Led by the booming Nigeria, West Africa is doing well and its lawyers are benefiting. The region is split along cultural and linguistic lines, with Anglophone Ghana and Nigeria surrounded by Francophone nations, often making referrals tricky.


Lawyers in Anglophone Africa say it is hard to find appropriate partners in the Francophone jurisdictions. For The Lawyer, getting hold of some of the leading Cameroon firms proved impossible.

What characterises West Africa is that it is ahead of the curve in the fast-moving consumer goods sector, thanks to the expanding middle class. However, energy and natural resources remain key.




List of firms





Cabinet Jules Obiang

Managing partner: Jules Obiang

Total number of partners: 1

Total number of lawyers: 3

Founded: 2010

Networks/associations: Miranda Alliance

Cabinet Jules Obiang is a relatively new player in Gabon’s legal market, having been founded by former Deloitte & Touche Juridique et Fiscal lawyer Jules Obiang in 2010.

Advising mainly international clients, the firm promotes itself as full-service, although its main expertise is in oil, gas and mining.

Having studied public law and international business in France, Obiang, speaks French, English and Spanish and is well-versed in Europe’s legal systems. 

Cabinet Jules Obiang is the local member of Portuguese firm Miranda’s legal alliance.
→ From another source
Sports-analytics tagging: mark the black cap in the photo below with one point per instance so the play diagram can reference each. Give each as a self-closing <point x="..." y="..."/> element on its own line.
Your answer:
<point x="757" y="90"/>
This gives the African firm, which is small by international standards, access to lawyers in 15 jurisdictions across the world.

Project Lawyers

Managing partner: Jean-Pierre Bozec

Total number of partners: 1

Total number of lawyers: 4

Founded: 2011

Networks/associations: N/A

Top deals of 2013:

  • Advised Tata Group on aspects of the financing of a fertiliser plant in Gabonese special economic zone  Port-Gentil, working with Linklaters .
  • Worked with Allen & Overy to advise BNP Paribas, Calyon and Societe Generale on the Gabonese aspects of a $2.8bn (£1.68bn) loan to Perenco. The loan was secured against more than 100 assets in countries including Colombia, Congo, Egypt, Gabon, Guatemala, Tunisia, Turkey and the UK.

The firm may be young but Project Lawyers managing partner Jean-Pierre Bozec has bags of experience. Having started his career at Price Waterhouse Juridique et Fiscal, Bozec joined legacy Herbert Smith in Paris in 1998 before moving to Deloitte Legal five years later. The projects he was working on led to conflicts with Deloitte’s auditing business, so he set up an independent practice in 2011.

The firm’s focus is projects and project finance, especially in the mining, infrastructure and oil and gas sectors. Bozec has received a number of approaches from international firms seeking a co-operation agreement, but for now he is happy to remain independent. 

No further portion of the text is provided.